In the November 7, 2016 hearing officer's decision as approved on November 30, 2016, the hearing officer made the following points: (1) the fact that the client did not miss receiving her medications did not change or diminish the abuse committed by the plaintiff in her intentional effort to deprive the client of receipt of the prescribed medications, (2) the definition of abuse in this instance did not have an element or require that there be an adverse impact on the individual; but rather, a willful deprivation of services necessary to the physical safety of an individual, (3) the record supported that the plaintiff acted willfully as seen in the email sent to the director of residential services at Allied Rehabilitation.
The decision indicates that although notice was given to the plaintiff, neither she nor or her then-counsel appeared at the renewed hearing held by the hearing officer. This court also gave notice to the counsel of the date for a further hearing in the court. An " in-lieu" appearance was subsequently filed by the plaintiff. Neither the attorney nor the plaintiff appeared on February 21, 2017.

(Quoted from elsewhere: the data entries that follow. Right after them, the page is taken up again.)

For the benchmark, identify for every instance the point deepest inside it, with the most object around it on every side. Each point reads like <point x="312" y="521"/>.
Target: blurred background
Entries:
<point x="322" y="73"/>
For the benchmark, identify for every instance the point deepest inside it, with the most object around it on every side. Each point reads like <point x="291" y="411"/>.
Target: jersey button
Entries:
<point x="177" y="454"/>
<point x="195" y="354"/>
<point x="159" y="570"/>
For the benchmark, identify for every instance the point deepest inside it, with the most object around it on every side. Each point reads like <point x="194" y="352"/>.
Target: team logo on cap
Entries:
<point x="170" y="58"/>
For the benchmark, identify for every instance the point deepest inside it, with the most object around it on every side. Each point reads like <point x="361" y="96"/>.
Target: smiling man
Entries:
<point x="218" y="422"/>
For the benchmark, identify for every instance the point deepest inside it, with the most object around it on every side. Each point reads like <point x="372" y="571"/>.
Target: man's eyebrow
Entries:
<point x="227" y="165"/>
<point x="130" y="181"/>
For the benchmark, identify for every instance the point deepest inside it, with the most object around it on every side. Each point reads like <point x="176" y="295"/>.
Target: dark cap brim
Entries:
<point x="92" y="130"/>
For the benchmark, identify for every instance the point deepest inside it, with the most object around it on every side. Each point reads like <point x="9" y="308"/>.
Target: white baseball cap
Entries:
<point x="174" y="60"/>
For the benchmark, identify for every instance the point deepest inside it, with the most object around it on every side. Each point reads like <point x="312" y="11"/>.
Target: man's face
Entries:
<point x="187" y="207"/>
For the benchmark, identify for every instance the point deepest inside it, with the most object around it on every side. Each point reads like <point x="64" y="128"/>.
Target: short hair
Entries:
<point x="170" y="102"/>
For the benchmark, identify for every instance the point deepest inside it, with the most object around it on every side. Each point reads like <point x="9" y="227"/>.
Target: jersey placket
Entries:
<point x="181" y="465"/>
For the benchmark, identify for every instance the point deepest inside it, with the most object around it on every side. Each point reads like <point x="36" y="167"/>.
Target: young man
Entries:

The definitions of " financial exploitation, " and " sexual abuse" involving sexual contact do require actual harm.
The factual findings and the conclusions of the hearing officer have sufficiently replied to the issues raised by the court in the order of remand. As such, the court finds that the department's position rejecting the need for actual harm is one of long standing (see supplemental record, p. 101), reasonable and gives effect to the apparent intent of the legislature in passing the statute in question. It is accepted by the court. See Lieberman v. Aronow, 319 Conn. 748, 756, 127 A.3d 970 (2015).
Therefore the administrative appeal is dismissed.
The court, Schuman, J. had placed a stay in effect on the department's placing the plaintiff's name on the registry list. That stay is now lifted.